Am vorigen Wochenende beim „Reality-Check“ ist klar geworden, dass ich mir eine Teilnahme bei einem Bodybuilding-Wettkampf der GNBF vorerst abschminken kann. Der Grund ist nicht unbedingt mangelnde Muskelmasse oder schlechte Proportion, auch nicht mangelnder Wille oder Zeit.

Ich musste einsehen, dass der deutliche Gewichtsverlust von über 35 Kilogramm auch unschöne Nebenwirkungen hat.

Damit meine ich nicht die Anschaffung neuer Kleidung, sondern die optische Erscheinung als solches. Für den Alltag und auch das Schwimmbad ist das alles O.K., aber wenn es an das Posing für die Bühne geht, werden einige Schwachstellen gnadenlos offenbart, die ich auch mit noch so viel Ernährungsdisziplin wohl vorerst nicht in den Griff bekommen werde.

Diese Einsicht war bitter.

Mein ganzer Körper ist weich, sehr weich, besonders deutlich wird dies am Bauch. Natürlich ist da auch noch genug Fett unter der Haut, aber es ist offenbar nicht das Gleiche, ob ich schlank bin und Muskeln aufbaue, oder ob ich dick bin, Muskeln aufbaue und dann abnehme. Ich habe nun einen echten Körperfettanteil von ca. 10%, der Kalipper sagt sogar nur 8,5 %, was sich auch mit der professionellen elektronischen Messung bestätigen lässt.

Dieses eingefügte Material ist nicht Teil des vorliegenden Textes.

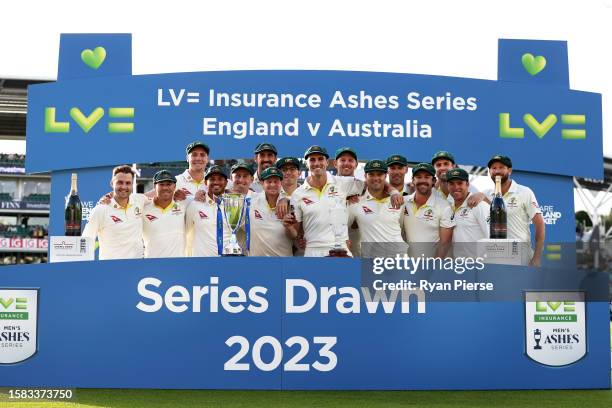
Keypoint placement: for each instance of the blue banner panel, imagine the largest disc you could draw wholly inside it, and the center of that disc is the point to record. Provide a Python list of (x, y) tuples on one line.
[(261, 323), (103, 121)]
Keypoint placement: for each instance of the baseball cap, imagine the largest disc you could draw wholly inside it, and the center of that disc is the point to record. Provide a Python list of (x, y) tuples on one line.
[(505, 160), (288, 160), (215, 169), (424, 167), (348, 150), (457, 174), (244, 166), (163, 175), (195, 144), (265, 146), (397, 159), (316, 150), (270, 172), (375, 165), (442, 154)]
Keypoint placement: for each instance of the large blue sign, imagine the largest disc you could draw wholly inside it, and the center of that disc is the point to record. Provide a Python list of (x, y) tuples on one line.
[(297, 323), (287, 324), (150, 118)]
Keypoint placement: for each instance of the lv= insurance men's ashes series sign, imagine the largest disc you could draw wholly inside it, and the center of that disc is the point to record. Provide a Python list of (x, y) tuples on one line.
[(307, 323)]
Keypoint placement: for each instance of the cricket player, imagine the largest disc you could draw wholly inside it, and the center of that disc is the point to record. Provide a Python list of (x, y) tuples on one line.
[(379, 223), (522, 209), (470, 222), (397, 167), (320, 194), (264, 156), (242, 179), (346, 164), (290, 168), (270, 236), (118, 225), (442, 162), (164, 220), (428, 218), (201, 217), (192, 179)]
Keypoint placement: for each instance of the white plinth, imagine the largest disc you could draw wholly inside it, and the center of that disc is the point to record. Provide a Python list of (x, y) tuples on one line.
[(71, 249), (501, 251)]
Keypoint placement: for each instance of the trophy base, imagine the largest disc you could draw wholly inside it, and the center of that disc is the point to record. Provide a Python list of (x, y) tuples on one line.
[(338, 253)]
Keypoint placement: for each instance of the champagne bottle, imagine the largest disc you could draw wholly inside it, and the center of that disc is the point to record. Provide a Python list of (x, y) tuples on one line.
[(498, 225), (74, 210)]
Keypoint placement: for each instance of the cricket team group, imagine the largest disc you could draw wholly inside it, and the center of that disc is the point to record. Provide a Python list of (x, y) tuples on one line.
[(436, 213)]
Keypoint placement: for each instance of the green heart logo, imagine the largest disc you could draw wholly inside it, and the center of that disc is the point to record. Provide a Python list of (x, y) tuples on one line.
[(532, 64), (93, 59)]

Mein Bauch sieht aber beim Posing aus, als wäre ein Mops vor eine Wand gelaufen und nicht nach dem Cover der „Men’s Health“. Ich hatte es schon länger befürchtet, aber natürlich gehofft, dass es schon irgendwie geht.

Es geht aber nicht.

Vielleicht habe ich eine Chance, wenn ich der Haut mehr Zeit gebe, aber im Moment fühlt es sich eher nach dem „Edgar-Kostüm“ aus „MiB“ an, für den Alltag ist alles gut, aber so kann ich nicht ernsthaft auf die Bühne gehen. Dort ist vor allem „Härte“ gefragt. Da unterscheidet sich der GNBF nicht vom IFBB.

 

Mein Leben lang habe ich mit meinem Gewicht gehadert, mehrfach um die 20 Kilo abgenommen und auch wieder zugenommen. So radikal und konsequent wie in den letzten zwei Jahren habe ich es aber noch nie gemacht. Vermutlich hat es mir auch deswegen keiner so recht zugetraut. Ich wiege weniger als mit einem Alter von zwölf Jahren, ich habe jetzt eine Hosengröße von 30-32 in der Weite, das waren mal 40-42.

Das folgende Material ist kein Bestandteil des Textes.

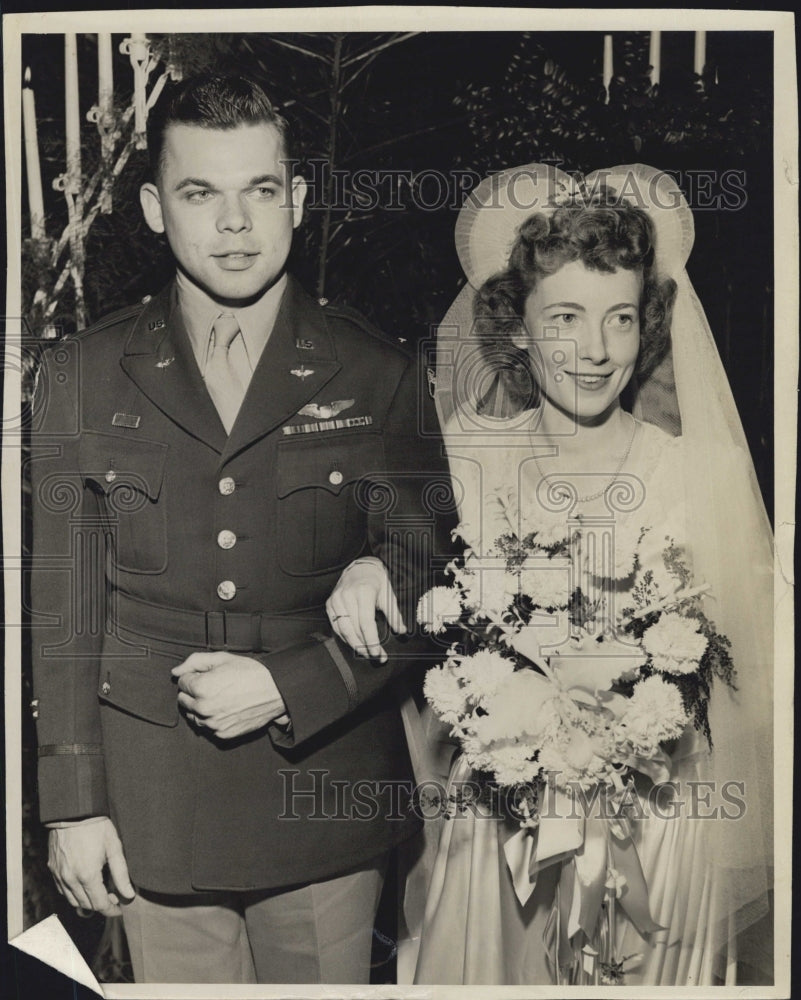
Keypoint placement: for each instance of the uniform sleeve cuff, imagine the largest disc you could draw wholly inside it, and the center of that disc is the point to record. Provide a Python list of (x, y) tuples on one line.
[(72, 786), (317, 686)]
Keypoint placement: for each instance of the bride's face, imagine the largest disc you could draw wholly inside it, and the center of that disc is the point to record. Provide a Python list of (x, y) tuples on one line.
[(583, 333)]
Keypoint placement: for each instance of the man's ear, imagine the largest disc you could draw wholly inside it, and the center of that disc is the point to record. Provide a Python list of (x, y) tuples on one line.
[(150, 201), (520, 337), (299, 190)]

Mein Beinumfang ist von 67 cm am Oberschenkel auf 58 cm gesunken, meine Wade ist um 5 cm auf 41 cm geschrumpft, der Bauchumfang ist auf 80 cm gesunken, das waren mal über 40 cm mehr. Leider hat sich auch der Armumfang auf unter 40 cm verringert.

Der FFMI-Wert liegt bei ca. 24, das ist O.K., er war aber vor der Diät deutlich über 25, es sind also auch ein paar Kilogramm Muskeln verschwunden und nicht nur Fett. Dies macht sich auch in den Kraftwerten bemerkbar, beim Bankdrücken bin ich die Tage an den 100 Kg gescheitert, das war ein herber Schlag, vor zwei Jahren waren das noch 140 Kg und mit 25 Jahren sogar 160 Kg. Liegt aber vermutlich auch am Alter. 🙂

Was mir Hoffnung macht: Vor einem Jahr war der „Faltenpunkt“, also der Gewichtsbereich, bei ich in der Bauch-Beine-Pose Falten am Bauch werfe, bei ca. 92 Kg, dieses Jahr war es erst bei 87 Kg der Fall. Das ist zumindest eine deutliche Verbesserung.

In den letzten beiden Jahren habe ich viel gelernt, als Fazit kann ich soviel sagen:

Man ist immer viel fetter, als man denkt.